Сергей собрал шахматы.
— До конца играют, если уж берутся… До результата. А ты, да все вы, раз — и фигуры с доски. С говняной властью не играем… Ну, и не играйте.
— Я поэт, — снова налил себе Крабич. — Сам с собой играю… Тебе такие игры и не снились. Игры желаний!.. Э, да что говорить с тобой…
— Сплю спокойно, — отодвинул шахматную доску на край стола Сергей. — Мент любой власти нужен. Не то, что поэт.
— Да я в сто раз им нужнее, чем ты! — взвился Крабич. — Только хрен я им дамся!..
Сергей налил себе.
— Ты уже дался… За пролом головы и при национальной власти срок, и при антинациональной. Посадят — и сидеть будешь.
— Слыхал? — призвал меня в свидетели Крабич. — И это брат говорит…
Он нагло нервничал… Если его посадят за Ростика, никакой игры из этого не сделаешь. Ни национальной, ни антинациональной. Посадят — и сидеть будет.
— Ну и сяду, — выпил Крабич. — Бей жидов, спасай Расею… Тьфу!..
— Может, и вам?.. — еще спрашивая, уже налил мне Сергей. Я чокнулся с ним: снова дружеский круг…
— Красевич через Шигуцкого обещал помочь вашему брату. Если брат ему пособит.
— И в чем пособлять этому пидару?.. — только тьфуком закусил Крабич. — В пидарских забавах?..
— В выборах.
— Вместе с тобой?
— Вместе со мной.
Крабич вылупился на меня.
— Ты что, охренел!?.
Иной реакции от него я и не ожидал, но рядом был брат–мильтон, сказавший рассудительно:
— О Красевиче я слышал от своих… Из него нового министра нашего мастерить собираются.

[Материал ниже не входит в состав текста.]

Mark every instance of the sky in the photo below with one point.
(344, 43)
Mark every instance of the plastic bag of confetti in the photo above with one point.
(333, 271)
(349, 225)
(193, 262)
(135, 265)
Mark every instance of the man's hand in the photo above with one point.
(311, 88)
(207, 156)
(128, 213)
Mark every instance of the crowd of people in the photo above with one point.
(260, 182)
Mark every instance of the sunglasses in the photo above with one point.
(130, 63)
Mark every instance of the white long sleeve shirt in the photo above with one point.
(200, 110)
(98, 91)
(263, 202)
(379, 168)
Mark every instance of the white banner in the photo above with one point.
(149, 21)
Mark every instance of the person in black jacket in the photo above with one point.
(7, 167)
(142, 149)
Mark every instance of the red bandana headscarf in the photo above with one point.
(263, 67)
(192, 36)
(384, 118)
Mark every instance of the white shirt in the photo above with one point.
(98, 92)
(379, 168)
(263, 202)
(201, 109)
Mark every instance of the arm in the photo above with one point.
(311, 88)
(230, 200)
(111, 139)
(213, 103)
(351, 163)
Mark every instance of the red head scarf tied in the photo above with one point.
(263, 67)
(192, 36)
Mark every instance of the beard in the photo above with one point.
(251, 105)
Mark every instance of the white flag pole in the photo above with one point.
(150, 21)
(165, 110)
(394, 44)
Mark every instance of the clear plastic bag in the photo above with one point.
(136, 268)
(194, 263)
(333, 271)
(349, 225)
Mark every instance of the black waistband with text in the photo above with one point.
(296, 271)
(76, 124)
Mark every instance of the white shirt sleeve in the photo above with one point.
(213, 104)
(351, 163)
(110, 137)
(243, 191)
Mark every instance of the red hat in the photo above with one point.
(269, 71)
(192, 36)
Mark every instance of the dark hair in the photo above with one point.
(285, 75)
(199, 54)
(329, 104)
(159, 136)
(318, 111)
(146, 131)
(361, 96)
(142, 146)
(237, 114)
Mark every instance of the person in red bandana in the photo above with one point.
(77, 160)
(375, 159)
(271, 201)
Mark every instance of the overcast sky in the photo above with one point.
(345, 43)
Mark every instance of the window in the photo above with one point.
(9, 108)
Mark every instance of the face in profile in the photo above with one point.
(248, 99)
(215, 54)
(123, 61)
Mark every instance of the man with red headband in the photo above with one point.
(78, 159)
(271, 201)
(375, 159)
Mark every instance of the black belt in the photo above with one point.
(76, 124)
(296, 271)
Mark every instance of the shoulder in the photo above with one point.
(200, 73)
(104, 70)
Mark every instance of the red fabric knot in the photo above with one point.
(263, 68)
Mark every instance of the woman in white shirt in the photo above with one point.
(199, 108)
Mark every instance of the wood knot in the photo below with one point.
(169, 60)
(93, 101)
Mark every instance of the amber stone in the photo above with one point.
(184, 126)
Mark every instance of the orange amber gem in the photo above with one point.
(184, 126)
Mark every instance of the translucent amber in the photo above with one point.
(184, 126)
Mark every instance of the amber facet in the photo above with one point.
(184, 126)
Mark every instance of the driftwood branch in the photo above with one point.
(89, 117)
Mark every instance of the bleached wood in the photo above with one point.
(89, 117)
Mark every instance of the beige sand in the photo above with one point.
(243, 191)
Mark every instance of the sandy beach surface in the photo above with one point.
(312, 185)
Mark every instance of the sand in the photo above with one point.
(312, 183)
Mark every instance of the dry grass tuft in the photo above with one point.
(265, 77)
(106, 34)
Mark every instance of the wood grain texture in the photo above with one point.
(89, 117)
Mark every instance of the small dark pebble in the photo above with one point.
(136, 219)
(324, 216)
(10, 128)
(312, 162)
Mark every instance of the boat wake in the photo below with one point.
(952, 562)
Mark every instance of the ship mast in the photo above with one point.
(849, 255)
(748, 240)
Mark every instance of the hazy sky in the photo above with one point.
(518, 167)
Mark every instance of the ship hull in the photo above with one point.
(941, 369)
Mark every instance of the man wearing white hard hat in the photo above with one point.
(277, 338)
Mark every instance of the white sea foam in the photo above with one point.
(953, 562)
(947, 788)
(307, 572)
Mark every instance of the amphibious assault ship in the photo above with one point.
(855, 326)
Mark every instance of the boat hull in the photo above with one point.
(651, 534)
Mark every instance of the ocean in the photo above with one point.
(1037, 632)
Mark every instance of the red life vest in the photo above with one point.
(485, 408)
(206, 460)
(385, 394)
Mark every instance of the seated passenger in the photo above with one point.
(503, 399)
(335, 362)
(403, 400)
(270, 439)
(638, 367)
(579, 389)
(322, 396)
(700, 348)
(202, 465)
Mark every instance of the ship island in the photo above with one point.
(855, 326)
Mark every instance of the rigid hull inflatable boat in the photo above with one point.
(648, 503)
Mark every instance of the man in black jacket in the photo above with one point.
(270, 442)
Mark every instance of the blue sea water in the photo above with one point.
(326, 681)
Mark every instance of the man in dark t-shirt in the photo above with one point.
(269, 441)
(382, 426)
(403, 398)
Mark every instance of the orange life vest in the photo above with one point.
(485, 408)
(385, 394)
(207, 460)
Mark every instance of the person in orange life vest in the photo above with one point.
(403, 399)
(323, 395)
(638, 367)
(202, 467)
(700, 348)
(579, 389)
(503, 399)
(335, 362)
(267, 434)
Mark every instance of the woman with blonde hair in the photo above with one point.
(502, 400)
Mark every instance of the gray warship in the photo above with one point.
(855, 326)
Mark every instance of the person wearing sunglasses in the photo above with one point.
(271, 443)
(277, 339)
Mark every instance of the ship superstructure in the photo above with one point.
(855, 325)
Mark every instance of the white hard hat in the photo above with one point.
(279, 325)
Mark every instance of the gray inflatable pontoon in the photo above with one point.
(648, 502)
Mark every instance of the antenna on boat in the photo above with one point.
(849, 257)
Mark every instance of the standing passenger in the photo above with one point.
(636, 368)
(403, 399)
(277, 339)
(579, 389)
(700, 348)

И если он возьмется…
— Министра? — переспросил я. — Внутренних дел?..
— А что нам до внешних… — выпил Сергей. — И тут же проявил собственный интерес. — Вы как Красевича знаете?..

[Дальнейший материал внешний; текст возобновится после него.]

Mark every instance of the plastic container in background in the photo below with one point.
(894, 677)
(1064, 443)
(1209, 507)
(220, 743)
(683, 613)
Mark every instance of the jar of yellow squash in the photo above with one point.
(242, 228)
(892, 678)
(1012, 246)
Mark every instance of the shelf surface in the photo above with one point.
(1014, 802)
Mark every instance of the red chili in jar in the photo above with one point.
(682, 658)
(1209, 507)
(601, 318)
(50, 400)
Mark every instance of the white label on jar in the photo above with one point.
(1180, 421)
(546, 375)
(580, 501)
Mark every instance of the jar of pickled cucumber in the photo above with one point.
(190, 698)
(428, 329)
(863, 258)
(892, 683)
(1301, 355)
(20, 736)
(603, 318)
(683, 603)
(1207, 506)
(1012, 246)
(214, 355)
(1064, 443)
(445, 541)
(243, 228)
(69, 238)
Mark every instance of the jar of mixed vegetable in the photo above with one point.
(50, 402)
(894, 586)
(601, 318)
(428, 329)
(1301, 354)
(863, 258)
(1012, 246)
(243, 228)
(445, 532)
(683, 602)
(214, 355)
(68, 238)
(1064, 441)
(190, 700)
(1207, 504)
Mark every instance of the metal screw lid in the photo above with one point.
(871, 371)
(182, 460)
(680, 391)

«Как лох» — едва не ответил я брату–мильтону. Поскольку все еще думал, что как раз Красевич лох, если соглашается идти на выборы ради провокации, а значит, под раздачу…
Не в депутаты его на выборы запускают, а в министры. Только не сразу, потому что — кто Красевич?..
Никто. Пешка.
Можно, конечно, и никого министром назначить, такое бывало, но не очень смотрелось… Кто? Откуда? Почему?.. Поэтому лучше в фигуры пешку провести — и шум–гам выборный, да еще со скандалом, для этого самое то…
Заодно с провокацией.
Не все чушь, что чушью кажется… И, тем не менее, иной у Панка интерес какой–то, не этот — что ему до Красевича? Гэбисту до мента…
— Как вас, знаю, — ответил я Сергею, чтоб он сильнее старался свести меня с Потапейко, и тут до меня еще одно дошло: а зачем стараться?.. Что это даст, если над Потапейко начальствовать Красевич станет?.. Ничего не даст. Потапейко сделает не то, на что настарается Сергей, или кто угодно, а то, что прикажет Красевич.